Trump administration to use disaster aid for migrant detention centers
Washington — The Trump administration is planning to use $271 million allocated for disaster aid efforts and other initiatives to expand space in migrant detention centers and bolster a program that requires tens of thousands of asylum-seekers to wait in Mexico while their cases are processed in the U.S.
The Department of Homeland Security (DHS) notified Congress in late July that it intended to reprogram funds from several agencies — including the Federal Emergency Management Agency (FEMA), the Transportation Security Administration (TSA) and U.S. Coast Guard — to detention centers managed by Immigration and Customs Enforcement (ICE). It also said it was funding the construction of temporary facilities for the government to hold court hearings for its controversial “Remain in Mexico” program.
The notification to Congress was first revealed in a letter from Democratic Congresswoman Lucille Roybal-Allard, who chairs the House Appropriations Subcommittee on Homeland Security, to Acting DHS Secretary Kevin McAleenan.
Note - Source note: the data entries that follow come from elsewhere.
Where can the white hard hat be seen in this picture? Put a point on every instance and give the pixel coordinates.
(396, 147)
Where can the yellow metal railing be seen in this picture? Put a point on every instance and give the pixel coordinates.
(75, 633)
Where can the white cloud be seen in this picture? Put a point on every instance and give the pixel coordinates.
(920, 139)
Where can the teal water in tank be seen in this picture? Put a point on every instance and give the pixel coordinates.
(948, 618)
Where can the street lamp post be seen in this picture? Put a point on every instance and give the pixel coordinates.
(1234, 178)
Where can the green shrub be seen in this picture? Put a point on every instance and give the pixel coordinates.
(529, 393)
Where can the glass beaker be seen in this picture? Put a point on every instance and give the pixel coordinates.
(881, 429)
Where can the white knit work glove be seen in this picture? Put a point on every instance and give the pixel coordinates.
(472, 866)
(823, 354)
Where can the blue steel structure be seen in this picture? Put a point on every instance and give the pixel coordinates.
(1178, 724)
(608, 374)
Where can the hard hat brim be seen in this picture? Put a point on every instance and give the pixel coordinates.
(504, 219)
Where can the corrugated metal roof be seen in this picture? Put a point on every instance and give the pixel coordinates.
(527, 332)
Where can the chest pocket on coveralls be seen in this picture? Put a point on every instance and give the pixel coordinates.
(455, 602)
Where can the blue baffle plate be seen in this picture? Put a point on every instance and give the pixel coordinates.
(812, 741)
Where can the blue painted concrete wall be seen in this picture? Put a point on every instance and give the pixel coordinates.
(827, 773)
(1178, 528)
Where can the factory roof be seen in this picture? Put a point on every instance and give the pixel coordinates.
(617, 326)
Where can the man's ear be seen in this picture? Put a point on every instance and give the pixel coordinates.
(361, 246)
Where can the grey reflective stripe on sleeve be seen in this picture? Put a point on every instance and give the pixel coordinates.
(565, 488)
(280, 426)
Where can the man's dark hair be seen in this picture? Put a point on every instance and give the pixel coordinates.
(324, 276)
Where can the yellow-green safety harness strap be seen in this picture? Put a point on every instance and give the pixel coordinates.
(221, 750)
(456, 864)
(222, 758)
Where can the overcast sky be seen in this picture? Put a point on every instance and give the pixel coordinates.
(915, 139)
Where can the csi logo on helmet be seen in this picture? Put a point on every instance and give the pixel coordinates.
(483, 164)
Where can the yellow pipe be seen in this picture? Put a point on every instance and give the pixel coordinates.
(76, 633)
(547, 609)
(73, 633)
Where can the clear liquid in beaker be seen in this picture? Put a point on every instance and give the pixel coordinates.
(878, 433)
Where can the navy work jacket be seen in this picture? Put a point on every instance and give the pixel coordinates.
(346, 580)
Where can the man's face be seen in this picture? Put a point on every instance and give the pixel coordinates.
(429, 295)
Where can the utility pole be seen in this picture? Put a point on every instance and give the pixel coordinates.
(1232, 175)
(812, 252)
The California Democrat expressed her disagreement with his agency’s plans.
“It is of great concern that during the course of this administration, there has been a growing disconnect between the will of Congress, as represented by ICE funding levels in enacted appropriations bills signed by the President, and the Department, immigration enforcement operations, which often lack justification,” Roybal-Allard wrote in her letter, dated August 23.
NBC News first reported the department’s plans to divert the funds.
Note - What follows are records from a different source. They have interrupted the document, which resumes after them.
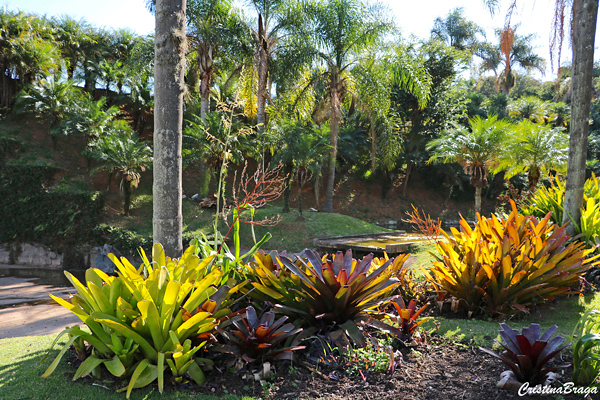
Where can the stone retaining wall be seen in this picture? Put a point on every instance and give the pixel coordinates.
(41, 256)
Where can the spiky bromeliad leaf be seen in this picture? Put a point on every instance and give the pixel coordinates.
(527, 354)
(504, 266)
(144, 319)
(324, 293)
(255, 338)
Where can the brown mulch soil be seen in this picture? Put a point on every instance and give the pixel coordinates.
(440, 371)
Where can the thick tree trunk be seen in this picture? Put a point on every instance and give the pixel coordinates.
(584, 27)
(204, 107)
(334, 127)
(169, 87)
(317, 189)
(478, 199)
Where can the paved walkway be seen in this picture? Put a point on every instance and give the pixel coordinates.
(27, 310)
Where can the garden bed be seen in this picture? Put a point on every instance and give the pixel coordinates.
(436, 370)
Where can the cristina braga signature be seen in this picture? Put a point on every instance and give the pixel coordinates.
(567, 388)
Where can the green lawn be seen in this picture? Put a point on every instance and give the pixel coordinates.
(289, 234)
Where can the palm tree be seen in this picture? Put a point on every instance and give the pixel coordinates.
(280, 24)
(210, 142)
(511, 51)
(302, 148)
(374, 79)
(122, 153)
(91, 118)
(456, 31)
(536, 149)
(477, 149)
(342, 29)
(71, 36)
(51, 98)
(217, 34)
(169, 84)
(530, 108)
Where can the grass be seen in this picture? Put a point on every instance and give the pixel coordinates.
(564, 313)
(21, 370)
(289, 234)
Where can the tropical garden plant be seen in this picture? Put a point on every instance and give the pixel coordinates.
(145, 319)
(528, 354)
(324, 293)
(476, 149)
(252, 338)
(551, 199)
(507, 265)
(586, 350)
(122, 153)
(535, 149)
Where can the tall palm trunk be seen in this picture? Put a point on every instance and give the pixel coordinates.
(533, 177)
(373, 134)
(169, 69)
(585, 16)
(336, 115)
(205, 61)
(126, 194)
(263, 68)
(261, 98)
(478, 199)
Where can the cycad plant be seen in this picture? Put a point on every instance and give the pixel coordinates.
(536, 149)
(122, 153)
(476, 149)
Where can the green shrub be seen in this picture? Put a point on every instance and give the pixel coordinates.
(33, 211)
(146, 319)
(504, 266)
(126, 241)
(551, 199)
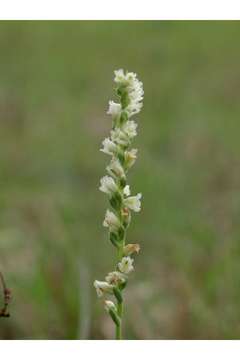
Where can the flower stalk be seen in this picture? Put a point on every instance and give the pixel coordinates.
(129, 91)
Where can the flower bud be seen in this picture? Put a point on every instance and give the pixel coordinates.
(117, 294)
(102, 287)
(130, 157)
(111, 221)
(108, 185)
(133, 202)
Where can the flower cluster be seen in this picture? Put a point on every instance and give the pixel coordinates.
(130, 93)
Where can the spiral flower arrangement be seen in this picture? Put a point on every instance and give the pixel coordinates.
(129, 91)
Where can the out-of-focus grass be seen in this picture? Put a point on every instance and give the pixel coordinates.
(56, 79)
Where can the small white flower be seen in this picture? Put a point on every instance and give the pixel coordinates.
(108, 185)
(126, 190)
(115, 168)
(109, 147)
(126, 265)
(111, 221)
(131, 248)
(130, 128)
(130, 157)
(115, 278)
(134, 88)
(114, 109)
(133, 202)
(119, 76)
(102, 287)
(119, 137)
(109, 305)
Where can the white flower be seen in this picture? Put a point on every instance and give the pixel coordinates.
(115, 168)
(134, 88)
(130, 157)
(133, 202)
(108, 185)
(114, 109)
(130, 128)
(111, 221)
(131, 248)
(119, 76)
(108, 147)
(109, 305)
(126, 190)
(119, 137)
(102, 287)
(115, 278)
(125, 266)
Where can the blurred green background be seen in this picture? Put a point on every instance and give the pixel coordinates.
(56, 80)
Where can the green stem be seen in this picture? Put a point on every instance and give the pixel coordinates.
(119, 305)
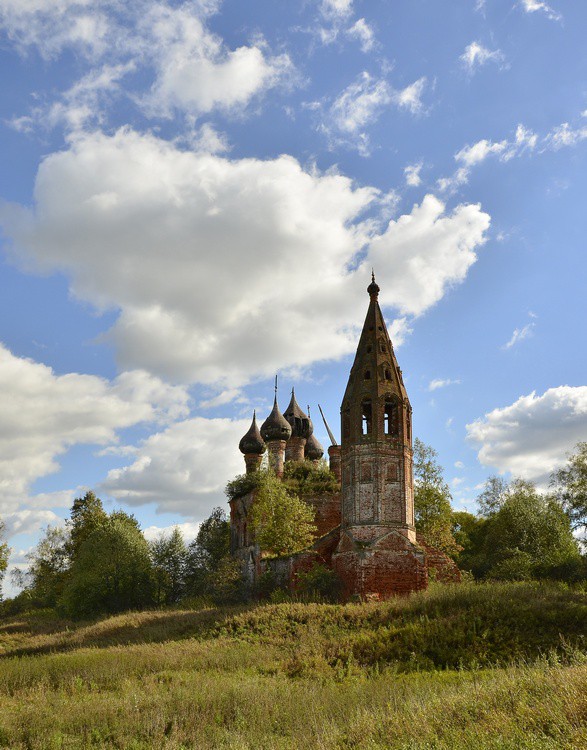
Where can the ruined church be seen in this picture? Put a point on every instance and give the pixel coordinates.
(366, 532)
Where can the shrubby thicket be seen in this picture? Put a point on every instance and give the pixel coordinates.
(101, 562)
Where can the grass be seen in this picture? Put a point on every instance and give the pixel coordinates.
(484, 667)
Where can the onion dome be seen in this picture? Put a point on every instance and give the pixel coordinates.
(301, 424)
(252, 442)
(373, 288)
(313, 450)
(275, 427)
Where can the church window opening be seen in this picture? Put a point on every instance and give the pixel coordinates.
(366, 417)
(346, 425)
(391, 418)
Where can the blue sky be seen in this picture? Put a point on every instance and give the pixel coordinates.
(192, 196)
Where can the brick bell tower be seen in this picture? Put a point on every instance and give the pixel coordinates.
(377, 555)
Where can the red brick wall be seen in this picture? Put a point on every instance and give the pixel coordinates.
(385, 567)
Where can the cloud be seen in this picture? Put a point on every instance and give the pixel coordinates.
(359, 106)
(210, 244)
(51, 25)
(434, 385)
(224, 397)
(189, 531)
(183, 469)
(81, 106)
(361, 31)
(424, 253)
(336, 9)
(564, 135)
(476, 55)
(412, 173)
(519, 334)
(44, 414)
(531, 437)
(195, 73)
(533, 6)
(469, 157)
(28, 521)
(356, 108)
(410, 98)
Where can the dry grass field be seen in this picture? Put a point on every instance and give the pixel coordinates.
(471, 666)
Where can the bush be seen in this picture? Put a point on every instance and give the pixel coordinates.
(243, 484)
(319, 584)
(307, 478)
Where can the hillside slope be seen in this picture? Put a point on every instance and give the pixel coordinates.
(413, 673)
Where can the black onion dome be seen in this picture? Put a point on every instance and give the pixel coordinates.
(252, 442)
(373, 288)
(301, 424)
(313, 450)
(275, 427)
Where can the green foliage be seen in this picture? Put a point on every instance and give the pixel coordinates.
(493, 496)
(570, 486)
(319, 584)
(48, 567)
(282, 523)
(307, 478)
(111, 572)
(210, 570)
(469, 532)
(432, 500)
(87, 514)
(243, 484)
(169, 556)
(409, 673)
(529, 536)
(4, 555)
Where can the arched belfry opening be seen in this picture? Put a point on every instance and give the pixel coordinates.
(366, 416)
(391, 418)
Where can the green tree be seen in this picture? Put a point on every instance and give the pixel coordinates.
(530, 537)
(112, 570)
(570, 486)
(494, 494)
(208, 567)
(86, 515)
(432, 498)
(282, 522)
(469, 532)
(169, 557)
(4, 555)
(48, 567)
Roybal-Allard said the proposed action by the sprawling department — which oversees three immigration-related agencies but also has important national security and disaster response responsibilities — would allow ICE to detain more people and carry out more removal operations. Over the past years, Congress has limited the number of detention beds through funding bills. Roybal-Allard accused DHS of attempting to circumvent those limits through its new plan to transfer funds.
DHS notified her committee that it would divert $155 million from FEMA’s Disaster Relief Fund so the government can establish facilities along the border for asylum seekers placed in the Migrant Protection Protocols (MPP) program and returned to Mexico. The department said $116 million would go to fund the purchase of new beds for ICE
FEMA did not immediately respond to an inquiry into whether the agency is concerned about resources being shifted to another branch of DHS, especially during hurricane season. Tropical Storm Dorian is currently barreling toward the Caribbean, with Puerto Rico under a hurricane watch.
Under the “Remain in Mexico” policy, migrants are only temporarily allowed back into the U.S. for the hearing. So far, the U.S. has placed more than 37,000 people in this program, Customs and Border Protection confirmed to CBS News on Tuesday. Migrants returned to Mexico in California and in the El Paso sector are scheduled for court hearings in San Diego and El Paso, respectively. But there are no immigration courts close to the Texas border cities of Brownsville and Laredo, the other locations where MPP has been implemented.
Because of this, the administration is looking to build “soft-sided facilities” in these parts of Texas. But Roybal-Allard noted that the country’s immigration courts are overseen by the Executive Office for Immigration Review, a branch of the Justice Department, which she said is funded through separate congressional appropriations. She said using money to support those courts would seemingly violate federal law that “prohibits the obligation of funds from one appropriation account for a purpose if Congress has appropriated funds for that purpose through another account.”
Mississippi Rep. Bennie Thompson, the Democratic chair of the House Homeland Security Committee, said DHS was “flouting the law” with its plan.
“This is reckless and the Administration is playing with fire — all in the name of locking up families and children and playing to the President’s base leading up to an election year. Taking money away from TSA and from FEMA in the middle of hurricane season could have deadly consequences,” Thompson wrote in a statement.
Earlier this year, the White House considered a proposal that would divert billions of dollars in disaster aid funds for Puerto Rico and several states affected by natural disasters to fund the construction of President Trump’s long promised wall along the U.S.-Mexico border.